When I missed my first self-imposed deadline, the shame spiral set in, and with it came the voices of doubt and anxiety. What kind of entrepreneur was I? How could I coach other people about reaching their goals if I couldn’t even finish a simple blog post?
As I berated myself over not blogging, I became less motivated to write. Which led to more not writing, which led to feeling more anxious and less motivated… you see where this is going. I trapped myself a vicious cycle, comforting myself by working hard in other ways.
And to be fair to myself, I really was working hard. I was seeing clients and giving presentations and networking… doing all the things a business owner does to survive and thrive, and doing them well enough to see some growth. I celebrated my first year in business with my first profitable month, and I was (and am) proud of what I accomplished in only a year’s time.
But that pesky blogging gremlin kept poking up, reminding me that no matter how well I was doing in every other area of my business, I was still failing at writing. Word count zero, worth count zero.
So I decided to do something radical.
I gave myself permission not to write.
I decided that if writing made me so miserable, it simply wasn’t worth it. Not worth the anxiety, and fear, and doubt, and shame. Not worth defining my self-worth by how many blog posts I published. Not worth spending my energy on something that made me so unhappy.
So I actively stopped writing (as opposed to passively not writing, which is what I had been doing for weeks). I gave myself the gift of time — time to spend on whatever else I wanted to do, anything else, except writing. I told myself that the blog wasn’t going anywhere, and when I was ready to write again, I would. No timeline. No pressure.
And with that, the world opened up. It may sound trite, but it’s true. As soon as I extended myself that grace, everything became and remains easier. My coaching feels stronger and more intentional, and I’m readily accessing my intuition. And lo and behold, my creativity reappeared. Whether I’m asking an insightful question of a client, or coming up with new ideas and opportunities, I feel more connected and more creative than I have in a very long time.

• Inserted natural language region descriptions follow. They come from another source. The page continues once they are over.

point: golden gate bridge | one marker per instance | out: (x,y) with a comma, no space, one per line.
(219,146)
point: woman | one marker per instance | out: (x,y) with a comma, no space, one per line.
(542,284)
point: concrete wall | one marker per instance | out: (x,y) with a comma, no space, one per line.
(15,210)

Then tonight, I sat down at my laptop, opened a new Word document, and started to write. Over six hundred words in and I think I have a decent blog post. It’s not perfect, nor does it have to be. But it’s honest and it’s real, and it’s my way of reminding you (and myself) that we’re all in this together.

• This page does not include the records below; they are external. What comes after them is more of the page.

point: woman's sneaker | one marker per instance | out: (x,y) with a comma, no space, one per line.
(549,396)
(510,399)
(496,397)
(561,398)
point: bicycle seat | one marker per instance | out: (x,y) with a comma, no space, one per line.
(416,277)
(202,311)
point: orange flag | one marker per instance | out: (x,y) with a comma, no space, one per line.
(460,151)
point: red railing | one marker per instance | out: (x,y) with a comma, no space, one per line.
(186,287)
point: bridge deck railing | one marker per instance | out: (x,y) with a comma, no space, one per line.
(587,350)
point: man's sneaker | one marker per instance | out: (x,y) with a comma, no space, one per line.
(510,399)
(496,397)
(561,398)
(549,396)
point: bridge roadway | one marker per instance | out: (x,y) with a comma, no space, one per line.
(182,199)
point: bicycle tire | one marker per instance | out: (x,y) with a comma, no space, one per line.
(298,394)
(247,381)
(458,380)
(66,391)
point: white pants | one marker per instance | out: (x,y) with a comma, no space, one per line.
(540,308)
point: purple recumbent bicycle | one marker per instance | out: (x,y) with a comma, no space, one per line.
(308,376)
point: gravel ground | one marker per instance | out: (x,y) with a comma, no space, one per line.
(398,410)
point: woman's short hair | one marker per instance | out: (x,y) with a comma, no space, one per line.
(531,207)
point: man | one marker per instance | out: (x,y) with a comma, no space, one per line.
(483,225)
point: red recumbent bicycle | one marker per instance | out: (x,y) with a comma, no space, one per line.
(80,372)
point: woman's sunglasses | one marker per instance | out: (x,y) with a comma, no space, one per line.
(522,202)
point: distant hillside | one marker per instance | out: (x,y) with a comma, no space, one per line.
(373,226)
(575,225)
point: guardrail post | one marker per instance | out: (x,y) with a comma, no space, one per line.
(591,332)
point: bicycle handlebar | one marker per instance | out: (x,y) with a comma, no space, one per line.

We all have times when we feel lonely or uninspired. We’ve all felt the cold panic of self-doubt. Each of us has our own inner demons, ugly and screaming, insisting that we’re boring, or unoriginal, or that we don’t measure up. We’re united by the secret that we’re not good enough, and by the fear that we’re going to get found out.
But we’re also united by something greater than secrets and fear. We share the extraordinary truth that each one of us is worthy, with something to contribute to the world. You are capable of amazing things that only you can do, because no one else has your voice or your perspective. And the same is true for me.

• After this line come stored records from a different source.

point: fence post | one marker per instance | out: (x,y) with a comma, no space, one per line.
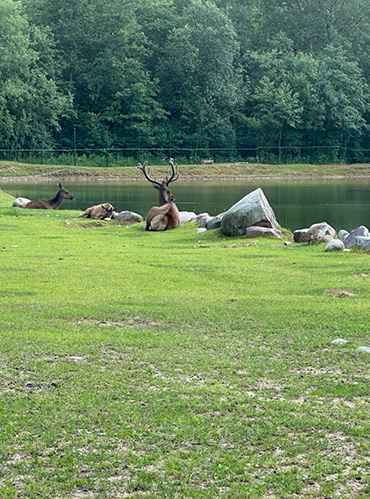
(74,147)
(138,145)
(42,149)
(106,150)
(170,139)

I’d love to end this post by saying that I’ve rediscovered my love of writing and I’ll be blogging regularly again. But I can’t say that because I’m not sure it’s true. I know I’ve enjoyed writing this post, and I suspect I’ll write more in the near future. But I’ve learned that I write best with a free and open heart, so for now, I’m not imposing any hard rules or limitations on myself.
I’m gifting myself my own compassion and understanding, and that feels good. It feels really good.